İbrahim Güçlü bu dönemde devlet içindeki bazı odakların PKK eliyle cinayetler işlediğini, bölgeyi parçalattığını ve 12 Eylül'e zemin hazırladığını anlatıyor. İlginç bir tespitini de şöyle aktarıyor: "Devlet içindeki güçler el altından piyasaya silah sürerdi. Çatışma ortamında silah ve mermi fiyatlarının artması gerekirdi. Ancak tam tersini yaşadık. Siverek'te çatışmalar şiddetlendikçe silah ve mermi fiyatı düşer ve onları bulmak kolaylaşırdı. Hilvan'da da aynı durum vardı. Çatışmalar yavaşladığında ise tam tersi olur, silah fiyatları artardı. Bir tuhaflık vardı ve biz buna şaşırıyorduk. Biz de kendimizi savunmak için silahlanmıştık. Diğer gruplar da silahlıydı. Ancak şiddeti PKK sürdürüyordu."

APO, MEHMET UZUN VE CELAL TALABANİ ANLAŞTI

Abdullah Öcalan 1979'da yurtdışına çıktı. Önce Lübnan'a ardından da Suriye'ye gitti.
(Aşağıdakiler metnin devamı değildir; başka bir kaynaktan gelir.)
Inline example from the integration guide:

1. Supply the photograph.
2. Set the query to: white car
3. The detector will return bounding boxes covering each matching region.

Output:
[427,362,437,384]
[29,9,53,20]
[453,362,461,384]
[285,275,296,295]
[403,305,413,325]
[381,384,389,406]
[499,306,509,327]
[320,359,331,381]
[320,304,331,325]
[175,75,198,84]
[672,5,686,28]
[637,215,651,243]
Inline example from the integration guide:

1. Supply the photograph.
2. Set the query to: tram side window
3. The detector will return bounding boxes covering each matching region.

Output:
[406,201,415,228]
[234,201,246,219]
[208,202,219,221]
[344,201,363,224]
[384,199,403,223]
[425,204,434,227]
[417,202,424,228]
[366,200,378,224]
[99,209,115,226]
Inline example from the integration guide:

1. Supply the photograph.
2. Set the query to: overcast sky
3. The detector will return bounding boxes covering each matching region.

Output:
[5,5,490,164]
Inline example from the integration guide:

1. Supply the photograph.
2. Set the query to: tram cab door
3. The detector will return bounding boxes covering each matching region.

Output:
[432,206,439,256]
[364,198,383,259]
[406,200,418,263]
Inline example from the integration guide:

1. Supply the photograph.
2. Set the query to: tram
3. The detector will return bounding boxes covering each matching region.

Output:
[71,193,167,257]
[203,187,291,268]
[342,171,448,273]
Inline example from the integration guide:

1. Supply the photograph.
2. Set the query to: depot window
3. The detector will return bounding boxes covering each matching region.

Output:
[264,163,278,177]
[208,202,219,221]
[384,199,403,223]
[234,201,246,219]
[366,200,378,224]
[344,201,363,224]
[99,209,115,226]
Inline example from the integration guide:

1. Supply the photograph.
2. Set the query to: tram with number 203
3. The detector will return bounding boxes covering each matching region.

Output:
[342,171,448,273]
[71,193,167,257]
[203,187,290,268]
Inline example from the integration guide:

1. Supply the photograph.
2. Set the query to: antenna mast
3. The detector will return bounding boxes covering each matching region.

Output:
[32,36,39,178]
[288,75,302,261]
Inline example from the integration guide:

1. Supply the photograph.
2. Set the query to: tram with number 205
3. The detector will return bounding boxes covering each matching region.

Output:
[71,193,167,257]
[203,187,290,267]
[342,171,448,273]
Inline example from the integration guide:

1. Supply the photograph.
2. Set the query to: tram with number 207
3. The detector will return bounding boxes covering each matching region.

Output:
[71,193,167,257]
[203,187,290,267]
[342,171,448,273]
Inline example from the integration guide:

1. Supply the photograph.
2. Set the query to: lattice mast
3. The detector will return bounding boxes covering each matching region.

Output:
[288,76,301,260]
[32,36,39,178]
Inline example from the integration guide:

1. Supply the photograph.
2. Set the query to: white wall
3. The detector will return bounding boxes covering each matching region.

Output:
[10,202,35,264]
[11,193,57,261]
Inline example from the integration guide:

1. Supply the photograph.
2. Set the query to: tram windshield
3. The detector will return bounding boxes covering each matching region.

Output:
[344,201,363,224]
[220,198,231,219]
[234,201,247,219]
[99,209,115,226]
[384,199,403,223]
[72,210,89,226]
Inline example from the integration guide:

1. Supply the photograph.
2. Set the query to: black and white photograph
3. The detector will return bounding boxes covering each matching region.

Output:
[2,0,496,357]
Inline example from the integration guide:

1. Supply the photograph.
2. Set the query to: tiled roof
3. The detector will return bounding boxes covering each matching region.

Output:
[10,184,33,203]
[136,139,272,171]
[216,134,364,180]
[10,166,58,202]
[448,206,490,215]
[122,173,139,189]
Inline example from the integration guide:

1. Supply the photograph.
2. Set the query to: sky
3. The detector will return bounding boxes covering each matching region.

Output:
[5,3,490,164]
Orada Filistin güçleri, Kürdistan Demokrat Partisi (KDP) ve Kürdistan Yurtseverler Birliği (KYB) ile ilişkiye geçti. O dönemde Kuzey Iraklı Kürtlerle diğer Kürt hareketlerinin bağlantısı vardı. PKK henüz güçlü bir örgüt olmamasına rağmen silahla terör estiriyordu. Bu durum ’devletin bir birimiyle irtibatlı' olduğu eleştirilerine yol açıyordu. PKK, Kürtlerin gözünde meşruluğunu kabul ettirmek için Celal Talabani liderliğindeki KYB ile irtibata geçmek istiyordu. KYB'den onay alıp Talabani'nin Lübnan, Suriye ve bölgedeki ağırlığından faydalanmayı ve buralarda yer tutmayı planlıyordu. Bunun üzerine Talabani daha sıkı ilişkiler içinde olduğu Ala Rizgari grubuna PKK'yı sordu. KYB'ye PKK hakkından bilgiler verildi. Talabani de bölgedeki kaosun Kürtlere zarar verdiğini düşünmeye başlamıştı. Bu sebeple Ala Rizgari, PKK ve KYB arasında üçlü görüşmelere başlandı. 1979 yılının sonlarından yapılan görüşmelerde PKK'nın, düşman ilan ettiği diğer örgütlere özellikle KUK'a saldırmaktan vazgeçmesi gerektiği üzerinde duruldu. Bu süreçte Öcalan çatışmaların bitirileceği sözünü veriyordu. Ala Rizgari ve Celal Talabani, bunun sözde kalmaması gerektiğini belirtip çatışmaların sona erdirildiğini beyan eden bir işbirliği protokolü imzalanmasını istedi.

Bu vesile ile 7 Ağustos 1980'de Şam'da PKK, Ala Rizgari ve KYB temsilcileri bir araya geldi. Uzun görüşmelerden sonra üçlü arasında bir protokol imzalandı. PKK adına Abdullah Öcalan Ali Fırat kod adıyla; Ala Rizgari adına yurtdışında yaşayan Kürt yazar Mehmet Uzun, M.Ferent Baran mahlasıyla; KYB adına ise Celal Talabani kendi ismiyle protokolü imzaladı. Protokolün birer kopyası taraflara verildi.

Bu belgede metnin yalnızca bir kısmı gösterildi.